Over the weekend, whilst the intrepid Team SG were out tackling the Welsh Three Peaks as part of our charity drive, most of the nation were glued to their TVs watching Team GB rack up enough gold, silver and bronze to fill Gringotts.
Speaking as someone whose earliest Olympic memories are of watching Jonathan Edwards, Colin Jackson and Co. fail miserably at the 1996 games, the transformation has been nothing short of incredible.
So how have UK Sport turned things around? Increased funding is certainly a big factor, but simply throwing money at the task is not enough, it is the meticulous planning, and successful enactment of those plans, which has really helped Britain to become world leaders in sports such as cycling.
Whilst most of us won’t be running 100 metres in under 10 seconds, there is still a huge amount that public relations teams can learn from the success of Team GB:
One of the most common pitfalls in any job is to continue to follow a process simply because “It has always been done that way”. Olympic history is riddled with examples of athletes reaching new heights precisely because they were willing to go against the grain, regardless of how odd it might first seem to others – just ask Dick Fosbury.

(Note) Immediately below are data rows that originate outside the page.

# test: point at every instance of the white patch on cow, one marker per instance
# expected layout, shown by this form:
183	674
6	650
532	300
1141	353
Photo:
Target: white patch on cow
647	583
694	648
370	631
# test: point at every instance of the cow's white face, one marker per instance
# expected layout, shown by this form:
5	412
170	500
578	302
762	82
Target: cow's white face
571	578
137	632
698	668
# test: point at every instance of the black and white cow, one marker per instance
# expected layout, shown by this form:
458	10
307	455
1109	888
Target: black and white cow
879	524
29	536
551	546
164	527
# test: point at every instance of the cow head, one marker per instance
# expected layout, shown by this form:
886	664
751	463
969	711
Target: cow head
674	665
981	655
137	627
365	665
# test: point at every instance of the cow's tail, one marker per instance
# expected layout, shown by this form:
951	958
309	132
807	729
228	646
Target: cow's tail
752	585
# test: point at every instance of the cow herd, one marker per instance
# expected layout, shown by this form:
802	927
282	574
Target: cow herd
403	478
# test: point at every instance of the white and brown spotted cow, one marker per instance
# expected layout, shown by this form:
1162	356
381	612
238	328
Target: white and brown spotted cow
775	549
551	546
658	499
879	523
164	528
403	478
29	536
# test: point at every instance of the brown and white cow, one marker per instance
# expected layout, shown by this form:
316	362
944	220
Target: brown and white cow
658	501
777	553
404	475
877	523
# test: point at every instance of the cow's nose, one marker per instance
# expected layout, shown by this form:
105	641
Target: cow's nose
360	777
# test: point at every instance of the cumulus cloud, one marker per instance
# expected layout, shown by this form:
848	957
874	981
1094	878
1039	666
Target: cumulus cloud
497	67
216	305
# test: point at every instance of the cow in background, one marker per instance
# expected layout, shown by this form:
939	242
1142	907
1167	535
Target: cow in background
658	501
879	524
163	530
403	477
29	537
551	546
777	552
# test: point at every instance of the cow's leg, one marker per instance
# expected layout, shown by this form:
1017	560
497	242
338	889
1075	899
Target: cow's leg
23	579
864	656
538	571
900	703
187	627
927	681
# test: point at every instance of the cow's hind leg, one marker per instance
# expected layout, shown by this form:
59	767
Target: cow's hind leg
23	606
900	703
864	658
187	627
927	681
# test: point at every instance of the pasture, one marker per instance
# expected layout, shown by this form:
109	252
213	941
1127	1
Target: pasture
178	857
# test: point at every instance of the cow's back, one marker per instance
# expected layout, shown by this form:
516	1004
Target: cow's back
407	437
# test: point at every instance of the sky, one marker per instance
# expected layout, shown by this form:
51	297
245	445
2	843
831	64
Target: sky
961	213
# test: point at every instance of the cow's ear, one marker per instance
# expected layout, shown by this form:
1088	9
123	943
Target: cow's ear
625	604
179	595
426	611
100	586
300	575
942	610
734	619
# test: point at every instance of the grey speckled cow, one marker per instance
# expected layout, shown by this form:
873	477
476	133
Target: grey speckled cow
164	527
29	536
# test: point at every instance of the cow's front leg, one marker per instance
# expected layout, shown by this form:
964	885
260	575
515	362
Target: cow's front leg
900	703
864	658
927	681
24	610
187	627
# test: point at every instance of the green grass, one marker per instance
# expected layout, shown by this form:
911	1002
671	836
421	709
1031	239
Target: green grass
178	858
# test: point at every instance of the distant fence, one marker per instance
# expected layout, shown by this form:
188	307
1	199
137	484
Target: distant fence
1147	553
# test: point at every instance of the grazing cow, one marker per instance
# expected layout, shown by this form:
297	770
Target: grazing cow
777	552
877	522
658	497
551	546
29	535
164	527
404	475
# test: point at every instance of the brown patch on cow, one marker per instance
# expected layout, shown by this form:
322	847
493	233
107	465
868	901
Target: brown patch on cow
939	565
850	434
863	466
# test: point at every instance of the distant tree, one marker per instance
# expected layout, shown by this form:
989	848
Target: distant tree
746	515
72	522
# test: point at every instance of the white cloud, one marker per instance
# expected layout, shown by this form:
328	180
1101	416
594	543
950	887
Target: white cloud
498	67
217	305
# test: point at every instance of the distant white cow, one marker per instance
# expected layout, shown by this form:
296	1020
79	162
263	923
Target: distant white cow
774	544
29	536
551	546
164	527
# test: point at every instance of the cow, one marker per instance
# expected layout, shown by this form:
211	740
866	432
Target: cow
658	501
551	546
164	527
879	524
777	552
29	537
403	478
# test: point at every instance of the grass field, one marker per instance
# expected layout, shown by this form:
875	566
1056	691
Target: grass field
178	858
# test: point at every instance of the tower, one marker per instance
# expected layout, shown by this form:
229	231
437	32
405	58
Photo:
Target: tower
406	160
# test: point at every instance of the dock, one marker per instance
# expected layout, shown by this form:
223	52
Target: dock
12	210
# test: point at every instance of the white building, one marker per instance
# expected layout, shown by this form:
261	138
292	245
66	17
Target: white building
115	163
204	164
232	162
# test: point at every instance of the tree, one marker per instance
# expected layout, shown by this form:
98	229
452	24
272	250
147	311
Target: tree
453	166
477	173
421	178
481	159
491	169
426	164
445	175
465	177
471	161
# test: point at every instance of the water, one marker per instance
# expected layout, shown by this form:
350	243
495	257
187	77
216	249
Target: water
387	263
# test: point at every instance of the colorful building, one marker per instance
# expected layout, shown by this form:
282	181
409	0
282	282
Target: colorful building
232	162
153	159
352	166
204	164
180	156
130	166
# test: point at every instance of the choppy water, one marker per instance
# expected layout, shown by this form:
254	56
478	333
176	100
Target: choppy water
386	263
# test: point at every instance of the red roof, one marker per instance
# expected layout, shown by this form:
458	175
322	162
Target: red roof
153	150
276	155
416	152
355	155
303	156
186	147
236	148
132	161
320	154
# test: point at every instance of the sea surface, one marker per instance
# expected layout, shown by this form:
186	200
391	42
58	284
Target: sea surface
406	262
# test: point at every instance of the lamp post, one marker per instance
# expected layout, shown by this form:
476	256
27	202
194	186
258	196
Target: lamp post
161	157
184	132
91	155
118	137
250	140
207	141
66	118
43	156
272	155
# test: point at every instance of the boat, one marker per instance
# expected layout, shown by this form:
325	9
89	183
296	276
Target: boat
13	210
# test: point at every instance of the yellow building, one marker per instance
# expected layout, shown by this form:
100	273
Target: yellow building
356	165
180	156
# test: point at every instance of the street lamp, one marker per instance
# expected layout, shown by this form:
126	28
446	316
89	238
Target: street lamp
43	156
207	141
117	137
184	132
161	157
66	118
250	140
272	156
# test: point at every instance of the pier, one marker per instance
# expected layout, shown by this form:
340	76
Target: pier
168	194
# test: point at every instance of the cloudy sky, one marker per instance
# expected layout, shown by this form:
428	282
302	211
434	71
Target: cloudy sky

The changes don’t always have to be earth shattering, it can be as simple as switching from Excel to Google Sheets to allow team members to work remotely and simultaneously on the same documents. The key is to stay on the lookout for better processes and approaches and to keep refining the small details (although I wouldn’t recommend taking this quite as far as the GB Cycling team!).
From Adolf Dassler’s experimentations with footwear to the data-driven weather playbook of the US sailing team, having the right equipment can make all the difference.
For years, the spreadsheet has been the workhorse of PR planning and it certainly still has its place within the strategic armoury, however, its functionality is fairly limited when it comes to actually enacting plans. Basic task lists, such as those included within Outlook, can bridge the gap to an extent but often require a fair amount of unnecessary duplication from the spreadsheet.
Project management tools such as Asana and Basecamp offer a more holistic solution. The latest versions of these tools are far more intuitive than their predecessors and at their best, they can roll up visualisation, task organisation and tracking in one place. What’s more, many of the tools are available for free or at low cost for smaller businesses.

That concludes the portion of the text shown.